1950 novel by Donald Windham

First edition (publ. Doubleday)

The Dog Star is a novel by American writer Donald Windham, first published in 1950. It tells the story of a young Southern man who is haunted by the suicide of his best friend from reform school. Set in 1930s post-Depression Atlanta, the novel's themes include dysfunctional families, traditionalism, urban anomie, homosexuality, and suicide.

== Plot ==
In inner-city Atlanta, 15-year-old Blackie Pride is consumed by the memories of Whitey Maddox, his best friend from reform school who has recently killed himself. Despite their names, both boys are white and endured a period of homoerotic intimacy during their time at school together that may have encouraged Whitey's fatal actions. With Whitey dead, Blackie roams the streets of his poor neighborhood contemplating the feelings of worthlessness and disappointment he attributes to his family and remaining friends.

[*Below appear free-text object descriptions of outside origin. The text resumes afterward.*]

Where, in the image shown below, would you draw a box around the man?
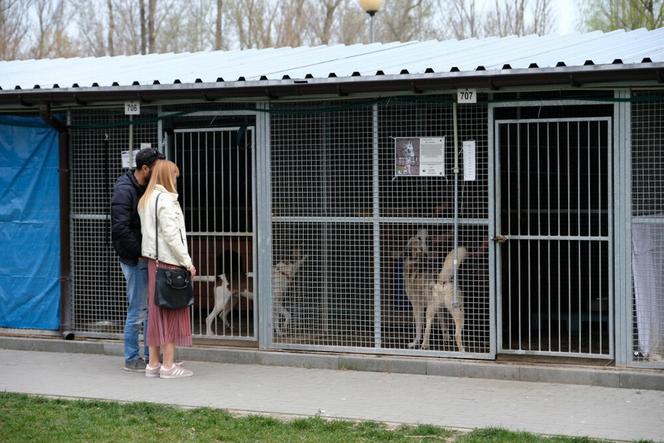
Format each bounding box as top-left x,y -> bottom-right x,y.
111,147 -> 165,372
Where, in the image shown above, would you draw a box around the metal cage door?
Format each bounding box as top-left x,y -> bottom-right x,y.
172,127 -> 257,340
495,118 -> 612,358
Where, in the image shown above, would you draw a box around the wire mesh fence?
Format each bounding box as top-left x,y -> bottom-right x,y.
69,108 -> 158,335
631,92 -> 664,365
270,97 -> 492,356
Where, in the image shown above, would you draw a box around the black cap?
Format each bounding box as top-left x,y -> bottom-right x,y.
135,147 -> 165,168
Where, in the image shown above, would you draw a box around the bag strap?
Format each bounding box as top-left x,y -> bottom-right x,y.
155,193 -> 161,264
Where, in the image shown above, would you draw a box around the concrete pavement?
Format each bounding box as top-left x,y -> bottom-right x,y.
2,348 -> 664,441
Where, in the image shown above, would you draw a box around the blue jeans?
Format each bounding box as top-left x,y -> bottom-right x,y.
120,259 -> 149,363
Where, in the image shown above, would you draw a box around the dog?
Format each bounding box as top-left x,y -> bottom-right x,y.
403,229 -> 467,352
205,253 -> 306,337
205,274 -> 233,336
272,255 -> 307,337
206,274 -> 254,335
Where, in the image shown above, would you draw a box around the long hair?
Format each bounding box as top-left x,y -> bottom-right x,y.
138,159 -> 180,210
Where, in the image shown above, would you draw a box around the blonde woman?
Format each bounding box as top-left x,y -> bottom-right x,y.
138,159 -> 196,379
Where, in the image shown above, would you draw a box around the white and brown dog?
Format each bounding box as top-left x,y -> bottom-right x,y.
403,229 -> 467,352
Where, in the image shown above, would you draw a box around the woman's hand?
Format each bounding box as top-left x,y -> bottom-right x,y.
189,266 -> 197,278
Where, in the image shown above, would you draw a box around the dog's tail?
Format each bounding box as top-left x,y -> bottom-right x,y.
216,274 -> 229,286
438,246 -> 468,285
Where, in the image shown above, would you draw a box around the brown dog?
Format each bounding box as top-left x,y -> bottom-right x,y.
403,229 -> 467,352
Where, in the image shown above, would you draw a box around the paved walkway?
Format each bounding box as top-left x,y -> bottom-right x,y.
2,349 -> 664,441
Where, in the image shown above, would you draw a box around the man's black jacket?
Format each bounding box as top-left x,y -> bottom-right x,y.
111,171 -> 145,265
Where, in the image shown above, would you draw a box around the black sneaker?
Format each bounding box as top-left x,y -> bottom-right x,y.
124,358 -> 147,372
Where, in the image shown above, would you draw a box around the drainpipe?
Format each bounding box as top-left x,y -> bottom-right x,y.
40,104 -> 74,340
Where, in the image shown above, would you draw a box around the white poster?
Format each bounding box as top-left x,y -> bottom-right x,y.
395,137 -> 445,177
463,140 -> 476,181
121,149 -> 140,169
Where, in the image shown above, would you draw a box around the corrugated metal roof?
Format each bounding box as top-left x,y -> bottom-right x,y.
1,28 -> 663,92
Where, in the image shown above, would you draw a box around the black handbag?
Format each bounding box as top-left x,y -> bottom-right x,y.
153,193 -> 194,310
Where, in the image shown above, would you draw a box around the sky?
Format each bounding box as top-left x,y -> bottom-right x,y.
555,0 -> 580,34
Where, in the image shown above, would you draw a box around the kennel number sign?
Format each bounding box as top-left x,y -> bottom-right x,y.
457,88 -> 477,104
124,101 -> 140,115
395,137 -> 446,177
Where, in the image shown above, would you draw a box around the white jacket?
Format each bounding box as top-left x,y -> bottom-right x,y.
139,184 -> 193,269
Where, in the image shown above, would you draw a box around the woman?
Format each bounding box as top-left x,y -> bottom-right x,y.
138,159 -> 196,379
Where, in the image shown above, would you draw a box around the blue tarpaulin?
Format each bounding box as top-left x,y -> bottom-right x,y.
0,115 -> 60,330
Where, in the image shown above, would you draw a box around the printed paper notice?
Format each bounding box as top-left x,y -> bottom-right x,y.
395,137 -> 445,177
463,140 -> 476,181
121,149 -> 140,169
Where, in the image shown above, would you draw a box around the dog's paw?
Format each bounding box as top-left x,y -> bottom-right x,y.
407,341 -> 419,349
421,342 -> 430,350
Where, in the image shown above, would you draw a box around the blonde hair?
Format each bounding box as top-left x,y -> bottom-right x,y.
138,159 -> 180,210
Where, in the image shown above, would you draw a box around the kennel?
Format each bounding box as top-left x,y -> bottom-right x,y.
1,30 -> 663,368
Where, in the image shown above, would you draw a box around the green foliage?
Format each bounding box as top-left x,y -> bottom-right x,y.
583,0 -> 664,31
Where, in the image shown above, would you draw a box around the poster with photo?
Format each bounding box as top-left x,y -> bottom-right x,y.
394,137 -> 445,177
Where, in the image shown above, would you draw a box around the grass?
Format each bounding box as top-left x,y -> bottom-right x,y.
0,392 -> 612,443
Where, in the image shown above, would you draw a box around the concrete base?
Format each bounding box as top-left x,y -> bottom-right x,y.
1,335 -> 662,391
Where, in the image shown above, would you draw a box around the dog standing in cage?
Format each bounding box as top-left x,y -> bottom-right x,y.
273,251 -> 307,337
206,274 -> 254,335
205,252 -> 306,337
403,229 -> 467,352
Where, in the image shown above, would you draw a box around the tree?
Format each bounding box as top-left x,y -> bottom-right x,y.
0,0 -> 31,60
583,0 -> 664,31
30,0 -> 78,59
215,0 -> 223,49
379,0 -> 438,42
439,0 -> 481,39
445,0 -> 554,38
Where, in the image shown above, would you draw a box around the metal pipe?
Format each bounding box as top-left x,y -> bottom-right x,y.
40,105 -> 74,340
452,102 -> 459,306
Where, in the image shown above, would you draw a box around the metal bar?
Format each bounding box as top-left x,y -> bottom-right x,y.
71,214 -> 111,220
507,123 -> 512,350
537,122 -> 541,351
267,343 -> 495,360
372,103 -> 381,349
607,113 -> 617,360
251,127 -> 258,339
567,121 -> 571,353
547,122 -> 551,352
488,102 -> 497,357
500,235 -> 610,241
453,102 -> 459,305
197,130 -> 203,335
212,129 -> 218,335
577,122 -> 582,352
490,100 -> 624,109
588,122 -> 593,353
257,101 -> 273,349
557,121 -> 562,352
174,126 -> 244,133
499,349 -> 611,359
496,117 -> 613,124
517,121 -> 522,350
527,122 -> 531,349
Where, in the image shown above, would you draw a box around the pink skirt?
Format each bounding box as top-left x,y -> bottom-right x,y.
146,259 -> 193,348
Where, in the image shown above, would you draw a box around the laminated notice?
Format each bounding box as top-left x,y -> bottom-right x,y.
463,140 -> 476,181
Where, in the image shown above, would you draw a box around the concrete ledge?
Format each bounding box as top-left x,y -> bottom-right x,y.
1,336 -> 662,391
427,360 -> 520,381
339,356 -> 427,375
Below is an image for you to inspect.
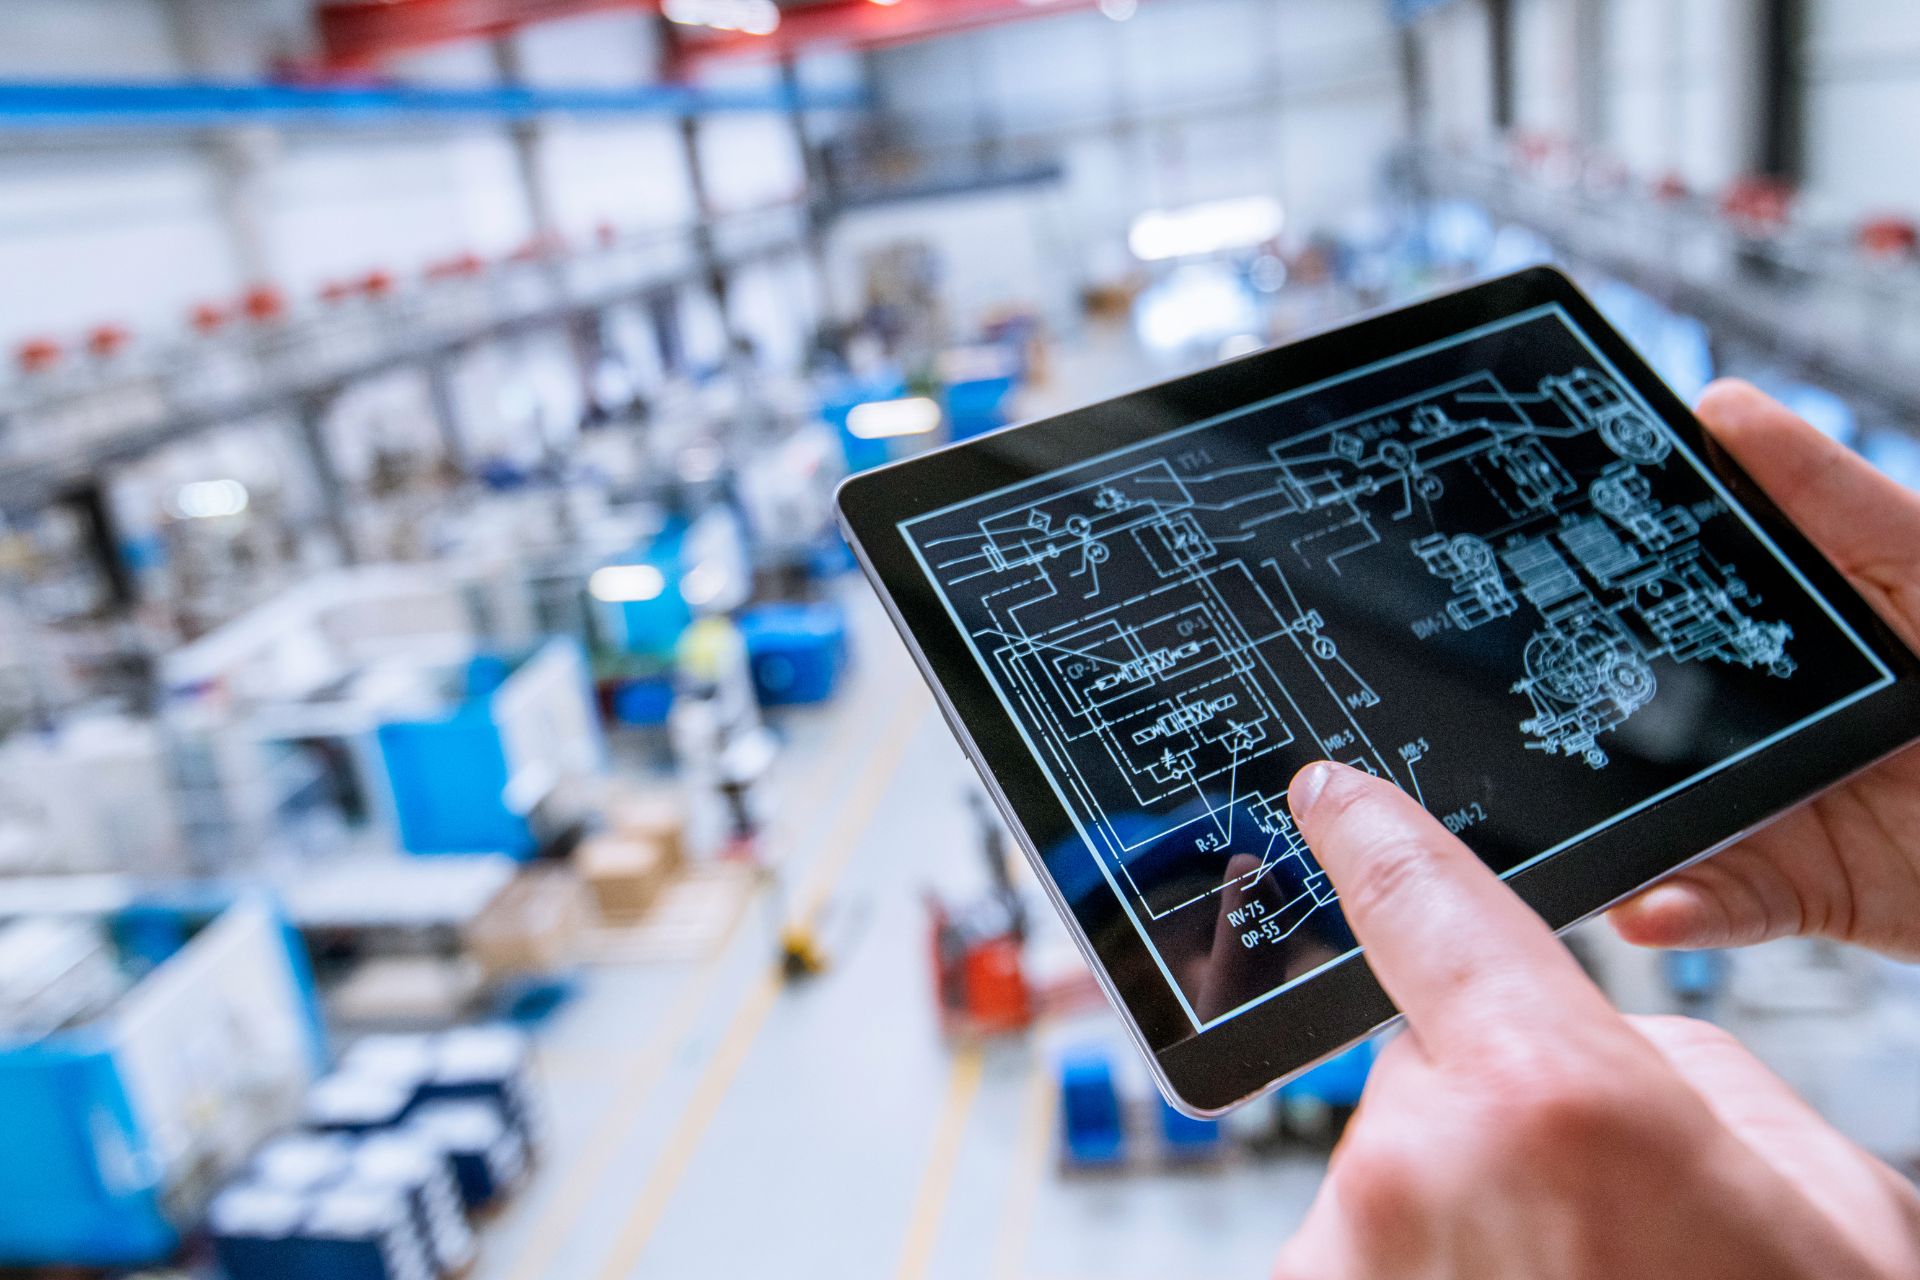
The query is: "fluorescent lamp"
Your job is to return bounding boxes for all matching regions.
[741,0,780,33]
[589,564,667,603]
[1128,196,1285,262]
[663,0,779,30]
[847,396,942,440]
[170,478,249,520]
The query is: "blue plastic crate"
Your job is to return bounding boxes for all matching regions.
[1059,1050,1127,1166]
[609,676,675,726]
[1157,1093,1224,1158]
[1278,1037,1377,1109]
[737,603,849,706]
[943,374,1016,442]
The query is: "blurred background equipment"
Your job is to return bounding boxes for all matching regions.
[0,0,1918,1276]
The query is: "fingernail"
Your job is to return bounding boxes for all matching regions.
[1289,762,1336,821]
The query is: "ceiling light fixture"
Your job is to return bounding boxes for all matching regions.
[846,396,942,440]
[1128,195,1285,262]
[588,564,667,603]
[170,478,250,520]
[662,0,780,34]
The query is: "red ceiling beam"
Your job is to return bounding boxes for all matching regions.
[314,0,650,68]
[668,0,1103,73]
[315,0,1105,77]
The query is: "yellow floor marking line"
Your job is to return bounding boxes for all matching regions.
[589,692,929,1280]
[499,931,741,1280]
[989,1054,1058,1280]
[894,1045,988,1280]
[791,686,930,925]
[499,671,916,1280]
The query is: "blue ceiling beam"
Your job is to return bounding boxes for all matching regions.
[0,80,867,130]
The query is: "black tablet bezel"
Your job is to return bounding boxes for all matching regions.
[837,266,1920,1115]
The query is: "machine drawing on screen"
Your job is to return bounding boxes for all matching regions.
[900,307,1890,1038]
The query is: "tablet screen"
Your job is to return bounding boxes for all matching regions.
[898,304,1894,1037]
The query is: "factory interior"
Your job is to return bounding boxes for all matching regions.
[1,0,1918,1276]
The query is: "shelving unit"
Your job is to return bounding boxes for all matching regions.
[1415,149,1920,424]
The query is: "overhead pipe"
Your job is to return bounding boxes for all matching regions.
[0,80,864,131]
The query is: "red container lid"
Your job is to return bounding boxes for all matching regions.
[86,325,132,359]
[16,337,62,374]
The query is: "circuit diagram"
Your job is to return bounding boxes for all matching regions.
[902,309,1879,1023]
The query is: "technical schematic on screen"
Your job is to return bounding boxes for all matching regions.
[901,306,1892,1032]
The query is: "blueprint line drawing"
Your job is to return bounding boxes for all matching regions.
[902,307,1893,1030]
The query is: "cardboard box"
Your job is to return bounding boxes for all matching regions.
[576,834,673,923]
[606,790,686,868]
[464,868,593,980]
[329,955,486,1028]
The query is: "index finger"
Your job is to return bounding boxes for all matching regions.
[1289,761,1612,1055]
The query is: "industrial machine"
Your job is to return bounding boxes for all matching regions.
[0,899,324,1267]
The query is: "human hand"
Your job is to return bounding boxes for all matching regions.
[1271,761,1920,1279]
[1609,380,1920,960]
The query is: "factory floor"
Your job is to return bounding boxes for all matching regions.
[471,582,1325,1280]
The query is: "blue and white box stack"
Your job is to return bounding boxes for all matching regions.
[207,1175,435,1280]
[406,1099,529,1211]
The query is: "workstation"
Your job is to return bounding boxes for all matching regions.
[1,1,1919,1277]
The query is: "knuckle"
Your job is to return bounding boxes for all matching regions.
[1503,1068,1672,1161]
[1512,1080,1631,1150]
[1335,1140,1428,1233]
[1331,833,1441,920]
[1476,1035,1657,1155]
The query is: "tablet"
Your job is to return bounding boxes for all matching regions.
[836,266,1920,1116]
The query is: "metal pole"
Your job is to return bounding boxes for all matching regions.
[780,54,840,326]
[294,393,358,565]
[491,37,558,240]
[1396,22,1428,144]
[60,481,137,611]
[1756,0,1805,181]
[491,35,601,417]
[425,356,471,474]
[1487,0,1516,133]
[1571,0,1606,150]
[678,113,743,348]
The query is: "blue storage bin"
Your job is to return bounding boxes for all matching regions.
[378,705,532,858]
[943,374,1017,442]
[1059,1050,1126,1166]
[1278,1037,1377,1109]
[609,676,675,726]
[1157,1093,1223,1158]
[737,603,849,706]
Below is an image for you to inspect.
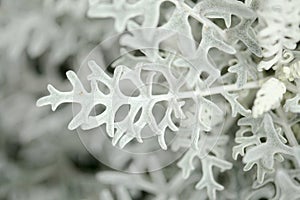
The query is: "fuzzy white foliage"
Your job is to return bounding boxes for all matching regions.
[252,78,286,118]
[88,0,261,89]
[227,51,258,87]
[97,156,199,200]
[0,1,109,199]
[257,0,300,70]
[222,91,251,117]
[0,0,106,68]
[88,0,164,32]
[277,60,300,82]
[177,133,232,200]
[233,114,293,183]
[2,0,298,199]
[37,60,186,150]
[284,94,300,113]
[275,169,300,200]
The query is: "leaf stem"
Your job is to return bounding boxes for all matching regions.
[177,79,263,99]
[276,107,298,147]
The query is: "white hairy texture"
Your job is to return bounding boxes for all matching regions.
[277,61,300,82]
[257,0,300,70]
[284,94,300,113]
[252,78,286,118]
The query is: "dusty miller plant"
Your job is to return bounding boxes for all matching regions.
[35,0,300,199]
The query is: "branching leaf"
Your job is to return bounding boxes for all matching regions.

With the realization of inevitable hardships overwhelming him, and the idealization of apathy plaguing any potential motivation for a better life, Blackie commits suicide.

== Reception ==
The novel was well received by Windham's contemporaries, including authors E.M. Forster, André Gide, and Albert Camus. German writer Thomas Mann called it the best American novel of the decade. Despite its critical acclaim, particularly in England, the novel found little success in the United States.